From a master tactician to a burly animal, Dennis Hartley was born on 9 April 1936. The barnstorming prop forward actually began his career at Doncaster - whom he played 120 times for between 1956 and 1960 - and then moved to Hunslet, playing 202 games for the club over a six-year period before moving to Castleford in 1966. Though he had been impressive at his previous two clubs, it was at Wheldon Road where Hartley showed the credentials of an international-class forward, throwing off his opponents and punching holes in defensive lines.

Hartley would go on to play 268 times for Castleford from 1966, scoring 15 tries and, unusually, kicking one goal and a drop-goal. The devastating forward won four Yorkshire call-ups and earned one England cap and 11 Great Britain caps, scoring one try whilst turning out for the latter.

An aggressive, physical character and one that put the fear of God into his opponents, Hartley became a crucial figure for Castleford in the late 1960s. He played prop in Castleford's two Challenge Cup successes in 1969 and 1970 as well as two of the club's BBC2 Floodlit Trophy successes in the 1966-67 and 1967-68 seasons. The term "big, nasty prop" gets banded about too often in Rugby League circles at the minute, but Hartley epitomised the phrase - the opposition often shuddered at the thought of mixing it with the intimidating forward.

Keith Hepworth

The second part of the "H-bombs" duo, Keith Hepworth was born in the Castleford area and progressed through the Castleford ranks to make his debut in 1958. Over the course of 14 years, the intelligent scrum-half would play 329 games for the club, scoring 66 tries and kicking six goals and 14 drop-goals. Throughout the '60s, Hepworth formed a deadly partnership with Alan Hardisty; whilst Hardisty controlled proceedings, Hepworth was usually the one dancing round the field trying to find an opening. Hepworth was integral in Castleford's cup and league exploits during the '60s, despite Hardisty tending to get most of the glory.

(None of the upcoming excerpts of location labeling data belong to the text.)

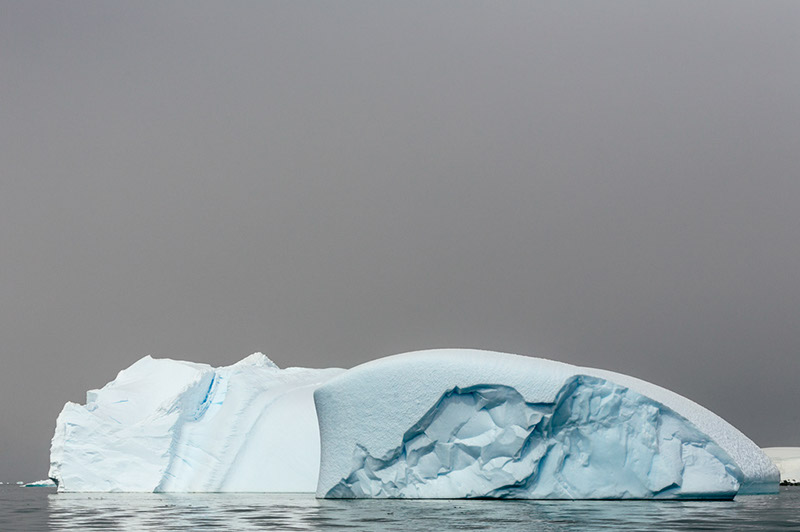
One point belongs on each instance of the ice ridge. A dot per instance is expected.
(596, 440)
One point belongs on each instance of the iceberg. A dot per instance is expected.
(45, 483)
(172, 426)
(787, 460)
(458, 423)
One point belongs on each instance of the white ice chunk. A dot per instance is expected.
(787, 459)
(166, 425)
(466, 423)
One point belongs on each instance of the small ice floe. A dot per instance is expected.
(46, 483)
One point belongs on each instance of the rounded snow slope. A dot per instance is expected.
(166, 425)
(457, 423)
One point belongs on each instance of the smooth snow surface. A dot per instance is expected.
(787, 459)
(468, 423)
(165, 425)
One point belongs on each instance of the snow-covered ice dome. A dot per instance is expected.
(455, 423)
(167, 425)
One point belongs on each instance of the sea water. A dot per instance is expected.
(44, 509)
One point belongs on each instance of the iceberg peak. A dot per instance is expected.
(259, 360)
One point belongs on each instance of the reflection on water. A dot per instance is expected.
(304, 512)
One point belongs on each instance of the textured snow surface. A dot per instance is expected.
(167, 425)
(787, 459)
(468, 423)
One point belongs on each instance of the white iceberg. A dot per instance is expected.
(164, 425)
(787, 460)
(46, 483)
(465, 423)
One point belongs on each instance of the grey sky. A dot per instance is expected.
(614, 184)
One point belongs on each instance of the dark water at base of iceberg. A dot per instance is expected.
(34, 509)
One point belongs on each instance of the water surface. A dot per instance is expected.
(44, 509)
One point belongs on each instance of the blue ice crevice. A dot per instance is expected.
(597, 440)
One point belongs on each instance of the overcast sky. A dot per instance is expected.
(613, 184)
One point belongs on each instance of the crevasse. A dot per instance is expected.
(596, 440)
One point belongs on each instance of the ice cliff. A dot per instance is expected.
(166, 425)
(434, 424)
(467, 423)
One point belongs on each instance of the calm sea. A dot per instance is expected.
(43, 509)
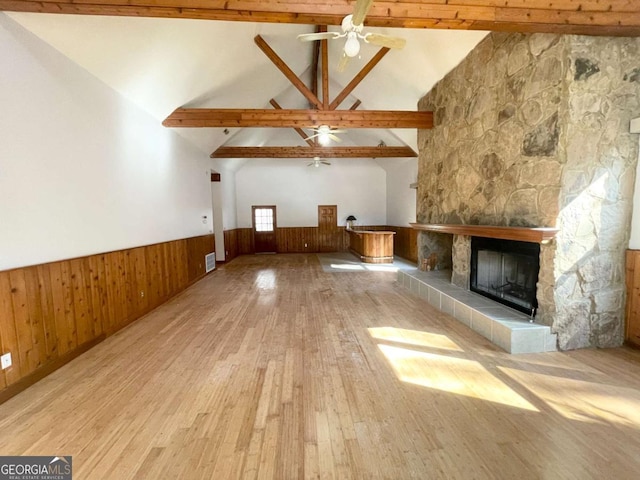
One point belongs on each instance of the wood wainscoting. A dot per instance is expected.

Alongside Hardisty, Hepworth won the Yorkshire County League during the 1964-65 season, the two Challenge Cups at the end of the decade as well as two of the BBC2 Floodlit Trophy successes in 1966-67 and 1967-68.

Ironically, it was the Hull KR legend Roger Millward that played at scrum-half for Castleford's first BBC2 Floodlit Trophy success in the 1965-66 season, keeping Hepworth out of the side.

At Castleford, Hepworth earned six Yorkshire call-ups and 11 Great Britain caps. In 1972, Hepworth moved to local rivals Leeds, pulling the curtain down a fantastic career with his boyhood club just a year after Leeds had poached other superstar half-back Alan Hardisty. A skilful, yet physical half-back, Hepworth was responsible for one of the most shocking moments in Challenge Cup history, breaking the jaw of Wigan fullback Colin Tyrer in the 1970 final - a hit which Hepworth went unpunished for. However, he will always go down as a Castleford legend for the way in which he fought tooth and nail for the club throughout his career.